Publicado em 22 de Agosto de 2009

As amas a tempo inteiro são cada vez mais cobiçadas pelos pais que trabalham até tarde. "Durante muito tempo fui baby-sitter nas horas vagas", conta Sofia. Desde os 15 anos que a intérprete e tradutora de espanhol foi uma espécie de linha de emergência para os pais que queriam sair nas noites de sexta-feira.

Em Janeiro deste ano optou por ser uma ama privada com "todo o tempo" para as crianças a fim de fugir ao desemprego. Pôs um anúncio na internet e choveram pedidos.

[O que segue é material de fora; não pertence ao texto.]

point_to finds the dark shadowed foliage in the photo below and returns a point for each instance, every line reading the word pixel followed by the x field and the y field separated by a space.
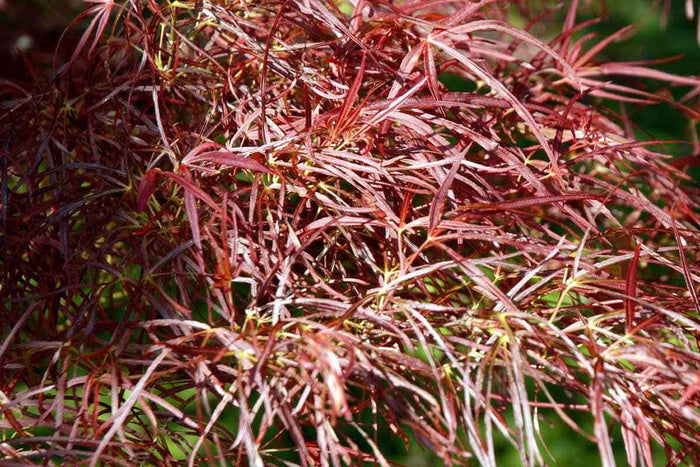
pixel 280 233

Pais de toda a cidade de Lisboa entupiram-lhe a caixa do correio. Quiseram saber se estava disponível para ir buscar as crianças à escola, há quantos anos tem carta de condução ou que prática já tem de lidar com crianças. De resto, não impuseram qualquer regra. "Deixaram as regras ao meu critério, mas acho que isso aconteceu por terem confiança em mim", conta a ama de 28 anos.

É portanto Sofia que decide como ocupar o tempo de duas raparigas e um rapaz de quatro, sete e nove anos que tem à sua responsabilidade: "A única preocupação que tenho é que elas não passem muito tempo a ver televisão." A ama de Lisboa prefere que as crianças estejam a brincar no jardim ou entretidas com jogos, desenhos ou passeios de triciclo no jardim. As brincadeiras não têm horários rígidos, mas só são permitidas depois das tarefas escolares, que Sofia supervisiona todas as tardes.

Façam o que fizerem durante o dia, a ama sabe que as crianças têm de tomar banho e estar prontas para o jantar antes de os pais entrarem em casa: "Geralmente chegam por volta das oito da noite." E a partir daí dedicam o resto das horas aos três filhos, apesar de fazerem um esforço suplementar para passar mais algum tempo com elas: "Sempre que possível, há um deles que tenta chegar mais cedo ou almoçar em casa."